Athens Georgia’s Lo Talker have been described as folk rock and psychedelic but the harmonies and dreamy guitars remind me more of bands like Fleet Foxes and Blitzen Trapper (in acoustic mode). The band’s debut album A Comedy of Errors has a sparse but lush attack, the overall sound tends to sneak in place, adding sonic layers and unusual elements but never crowding the songs. The formula is all there on opening track “Heaven in Drag,” a musical mélange sealed with an alluringly emotive vocal. Sometimes the sound is very poppy folk, as on “Nero in the News,” but at other times it’s just a lovely swirl of different melodic hues, a bit of keyboard, some driving acoustic guitar, as captured on “Astral Humming.”  There are a few departures, like the upbeat pop swing animating “No Champagne” or even the hooky 1970s AM radio throwback style on “Automatic Love.” For a new band on their debut record, the result is strikingly coherent and established, like something they’ve been crafting for years.

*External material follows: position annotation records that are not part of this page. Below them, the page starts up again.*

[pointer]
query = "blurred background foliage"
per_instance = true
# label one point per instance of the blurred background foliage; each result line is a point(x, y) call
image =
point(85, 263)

I love Kevin Devine and I don’t care who knows it. I’d heard a few of the solo tunes over the years (“Bubblegum”; “She Can See Me”), I had those great Bad Books records, but it was his 2016 release Instigator was the revelation for me. I fell hard for his biting socio-political analysis and the tunes. Oh, those tunes! I was fortunate to see him play the album solo in a small club in Toronto and the performance was pure magic. Recalling his live rendering “I Was Alive Back Then” still gives me shivers. So news that Devine was hard at work on a new album got my attention. He’s been showcasing new material over this past year as he works out just how to present them and even released a few demo versions and some inspired covers to tide us over until the new record comes. You can hear them all on the very satisfying full-LP length Out in the Ether, split between five new songs and five covers. The covers are delightfully inspired reworkings of songs from indie darlings (Elliott Smith, The Strokes) and big name acts (Bruce Springsteen, Sam Cooke). But the main event here is clearly the new songs – and they’re sounding pretty damn good. “Go Haunt Someone Else” is a classic Devine pretty little tune, with nice background vocals. It works as an acoustic number but it will be interesting to hear if he expands the sonic palate on this one. On the whole the originals are wistful and longing in execution though “You’re My Incentive” hints at something that could be taken up in a more dramatic fashion, if that’s what Devine has in mind. So, overall impression: promising stuff from a guy who never disappoints.

I can’t get enough of classic poprock AM radio hits but I’m also partial to acts who bend the formula a bit, who press at the edges of convention, who push the audience to hear the familiar in a different way. The Reds, Pinks & Purples, Fishboy, Lo Talker, and Kevin Devine all defy the easy and obvious paths in songwriting and performance. Reward them with your attention.